Her expressive eyebrows arched, but before she could ask questions, Mod took a ragged portion of newspaper from his overcoat pocket. ‘I’d overlooked this,’ he said, leaning across the table. ‘I seem to remember taking it from a paper at Harry’s last night.’ He looked up. Their faces were only half-expectant. ‘I’ll read it,’ he said.
‘Please,’ invited Davies. ‘I’m on edge.’
Mod put his unwieldy glasses on his face. ‘It’s only a paragraph,’ he said. ‘It says: “Dorset Police have identified a body washed ashore at Chesil Bank, near Weymouth, on October 7th last year, as Sigmund Dietrich, an executive of the Becker Pharmaceutical Corporation, of Zurich, the resumed inquest at Dorchester was told yesterday. An open verdict was recorded.”’
‘October 7th. The same day as Lofty was found,’ breathed Davies.
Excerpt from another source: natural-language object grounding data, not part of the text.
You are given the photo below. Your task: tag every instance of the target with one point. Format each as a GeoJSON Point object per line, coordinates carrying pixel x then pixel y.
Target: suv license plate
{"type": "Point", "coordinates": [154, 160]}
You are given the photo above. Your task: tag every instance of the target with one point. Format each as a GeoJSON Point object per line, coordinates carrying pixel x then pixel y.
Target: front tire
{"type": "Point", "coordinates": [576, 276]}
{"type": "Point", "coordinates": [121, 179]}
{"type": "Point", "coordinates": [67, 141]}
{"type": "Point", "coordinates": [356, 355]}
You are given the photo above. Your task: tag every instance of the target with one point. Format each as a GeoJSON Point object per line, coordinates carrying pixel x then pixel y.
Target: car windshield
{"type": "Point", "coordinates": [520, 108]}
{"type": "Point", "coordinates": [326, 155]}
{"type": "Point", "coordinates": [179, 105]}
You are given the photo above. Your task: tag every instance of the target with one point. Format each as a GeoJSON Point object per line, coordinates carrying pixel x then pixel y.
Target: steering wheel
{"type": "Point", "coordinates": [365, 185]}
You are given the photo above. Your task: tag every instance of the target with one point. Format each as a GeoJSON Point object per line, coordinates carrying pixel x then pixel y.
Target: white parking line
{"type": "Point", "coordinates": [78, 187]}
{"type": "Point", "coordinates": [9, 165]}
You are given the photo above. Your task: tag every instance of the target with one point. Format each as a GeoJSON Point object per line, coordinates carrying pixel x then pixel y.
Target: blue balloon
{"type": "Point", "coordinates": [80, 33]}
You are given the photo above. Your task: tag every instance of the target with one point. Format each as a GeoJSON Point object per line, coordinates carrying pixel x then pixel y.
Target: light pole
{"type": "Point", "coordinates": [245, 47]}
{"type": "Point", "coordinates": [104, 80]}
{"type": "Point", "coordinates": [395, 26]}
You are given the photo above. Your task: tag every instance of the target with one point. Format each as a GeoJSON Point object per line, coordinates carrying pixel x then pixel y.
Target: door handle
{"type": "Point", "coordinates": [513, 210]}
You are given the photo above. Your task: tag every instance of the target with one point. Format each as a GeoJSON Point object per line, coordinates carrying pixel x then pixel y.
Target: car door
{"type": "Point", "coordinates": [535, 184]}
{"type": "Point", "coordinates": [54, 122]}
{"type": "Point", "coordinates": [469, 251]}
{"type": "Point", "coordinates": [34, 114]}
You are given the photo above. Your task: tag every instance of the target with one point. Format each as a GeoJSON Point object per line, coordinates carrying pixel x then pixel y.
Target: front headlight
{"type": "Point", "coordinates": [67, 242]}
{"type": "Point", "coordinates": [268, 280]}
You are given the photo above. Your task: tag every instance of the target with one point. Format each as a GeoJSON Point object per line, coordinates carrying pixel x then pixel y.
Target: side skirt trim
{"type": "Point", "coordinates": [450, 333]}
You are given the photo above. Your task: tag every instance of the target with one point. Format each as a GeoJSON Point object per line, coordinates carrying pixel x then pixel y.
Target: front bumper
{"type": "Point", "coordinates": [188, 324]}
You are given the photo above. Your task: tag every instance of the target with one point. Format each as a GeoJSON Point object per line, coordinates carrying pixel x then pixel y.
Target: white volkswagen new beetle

He reached for the scrap of newsprint. ‘And a pharmaceutical executive.’
‘It needn’t mean a thing,’ said Mod, but obviously pleased. ‘But it may.’ He wagged a fat and none-too-clean finger. ‘You know we’ve always thought of Frau Harrer, who also works for a pharmaceutical company, as German. But she could easily be Swiss. After all we call her the Jungfrau but where is the Jungfrau?’